Yorokobi Sushi head chefs Dimitri Bonnville and Atipong Sirivongkhanth masterfully layer an assortment of sushi-grade fish, vegetables and creative trimmings into a menu of specialty rolls and noodle dishes. Coconut shrimp, mango, cream cheese, and avocado send taste buds on a tropical trip inside the Paradise roll, and the Luxury roll raises property values inside the belly with tuna, eel, salmon roe, avocado, and onion drizzled with luscious honey miso and wasabi mayo. Pink petals of high-quality salmon and tuna shape the Cherry Blossom roll, a flower-shaped delicacy with an avocado center embellished with the roe of flying fish. Yorokobi's yaki soba entree tangles chicken or beef in a knot of egg noodles with peppers, onion, mushroom, broccoli, carrot, and a house-made sauce, and the yaki udon dish follows suit using rice-based strands to lasso rowdy teeth.
At Shogun Japanese and Chinese Bistro, cooks amass an army of fresh ingredients to fire up on a griddle at diners’ tables.

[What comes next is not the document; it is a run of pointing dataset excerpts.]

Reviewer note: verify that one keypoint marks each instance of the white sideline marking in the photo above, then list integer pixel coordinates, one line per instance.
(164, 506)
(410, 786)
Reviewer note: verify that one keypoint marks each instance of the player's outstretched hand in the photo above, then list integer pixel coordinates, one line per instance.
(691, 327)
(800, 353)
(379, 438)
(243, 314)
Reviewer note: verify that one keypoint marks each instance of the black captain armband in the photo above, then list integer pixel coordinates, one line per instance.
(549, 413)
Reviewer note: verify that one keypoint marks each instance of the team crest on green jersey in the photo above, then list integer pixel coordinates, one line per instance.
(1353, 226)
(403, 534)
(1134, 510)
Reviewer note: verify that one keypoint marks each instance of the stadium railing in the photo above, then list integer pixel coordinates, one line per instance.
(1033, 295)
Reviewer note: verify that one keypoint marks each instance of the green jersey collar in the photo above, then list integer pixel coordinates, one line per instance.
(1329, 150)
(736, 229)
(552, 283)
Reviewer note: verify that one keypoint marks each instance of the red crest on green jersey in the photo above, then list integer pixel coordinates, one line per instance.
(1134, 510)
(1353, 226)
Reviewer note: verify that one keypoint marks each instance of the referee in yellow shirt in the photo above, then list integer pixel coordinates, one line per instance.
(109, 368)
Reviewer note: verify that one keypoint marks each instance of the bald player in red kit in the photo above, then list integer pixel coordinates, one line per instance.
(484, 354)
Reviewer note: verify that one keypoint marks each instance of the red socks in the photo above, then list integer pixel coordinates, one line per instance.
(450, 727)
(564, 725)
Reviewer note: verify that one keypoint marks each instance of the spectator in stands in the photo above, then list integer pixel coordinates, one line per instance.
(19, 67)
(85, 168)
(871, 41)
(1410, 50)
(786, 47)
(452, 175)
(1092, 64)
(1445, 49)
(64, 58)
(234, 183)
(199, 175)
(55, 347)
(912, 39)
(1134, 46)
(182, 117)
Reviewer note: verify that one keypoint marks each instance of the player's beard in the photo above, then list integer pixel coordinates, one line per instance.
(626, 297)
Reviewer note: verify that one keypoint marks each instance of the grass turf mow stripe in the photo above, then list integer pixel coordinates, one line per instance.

Here, shrimp, calamari, and sirloin morph into hibachi-style dinners as they sizzle in the heat and tumble through the air with the help of the chef’s spatula. Fresh fish and rice converge to form sushi such as the crispy roll #24, whose salmon and yellowtail flaunt a sauce as sweet and spicy as a valentine from a jalapeño pepper. The Chinese section of the menu brims with house specialties such as beef with stir-fried string beans and family-style meals of shrimp kow and almond chicken.
Inside Kyoto Japanese Steak House, guests sit at large hibachi tables with a close-up view of chefs cooking scallops, filet mignon, chicken, and lobster. More than 80 traditional Japanese and Thai dishes are grilled up by hibachi chefs, and 25 specialty rolls take shape in the hands of sushi chefs, who combine ingredients such as soft-shell-crab tempura, flounder, and submarine meat. Above the dark-wood floor of the dining room, a curved bar serves up sake and fruit-infused cocktails.